Dacca, 3 Jul 2016 (AFP) - Um sobrevivente do ataque terrorista lançado na noite de sexta-feira em um restaurante de Bangladesh contou neste domingo à AFP que "rezou a Alá" e "vomitou várias vezes" ao ouvir os gritos das pessoas assassinadas.

Este funcionário do Holey Artisan Bakery, um restaurante localizado no luxuoso bairro de Gulshan, afirmou que se salvou por ser muçulmano.
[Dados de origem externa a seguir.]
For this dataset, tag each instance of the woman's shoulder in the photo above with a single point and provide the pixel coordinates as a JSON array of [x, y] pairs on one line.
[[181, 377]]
Os terroristas disseram aos reféns que não atacariam os muçulmanos.

"Levaram-me junto a dois dos meus colegas e nos obrigaram a sentar, com a cabeça apoiada em uma mesa", relatou este homem, que pediu para não ser identificado.

"Rezei a Alá. Vomitei várias vezes. Disseram-nos para não levantar a cabeça, mas durante uns segundos levantei ligeiramente a cabeça e vi um corpo jazendo no chão em uma poça de sangue", contou.

Este sobrevivente disse ter pensado que não sairia vivo deste pesadelo que começou na noite de sexta-feira e durou onze horas. Vinte reféns, incluindo 18 estrangeiros, foram massacrados.

O ministro do Interior de Bangladesh informou à AFP que provavelmente foram assassinados nos dez primeiros minutos do ataque.

"Acredito que foram assassinados pouco depois que os criminosos entraram no restaurante", confirmou o bengalês que foi feito refém.

"Ouvi muitos gritos, choro e disparos nos primeiros minutos. Depois houve uma longa pausa", contou, acrescentando que "por volta da meia-noite voltamos a ouvir disparos, mas em seguida a calma voltou".

"A luz estava apagada, mas podia ver clientes bengaleses sentados perto de nós em outra mesa. Ninguém falava", disse.

"Mais tarde, nos perguntaram se jejuávamos pelo Ramadã. Disse que sim e nos trouxeram comida, para que pudéssemos comer antes do nascer do sol. Comi muito pouco e bebi água", explicou.

"Eu os vi carregando armas e facões o tempo todo. Iam de um lado para o outro, não se sentavam nunca", relatou.

"Quando viram que as tropas iam lançar um ataque, vieram nos ver uma última vez e nos pediram que não manchássemos o nome do Islã e que fôssemos bons muçulmanos", falou, acrescentando que "saíram dali e ouvimos tiros. Minutos depois, tudo terminou".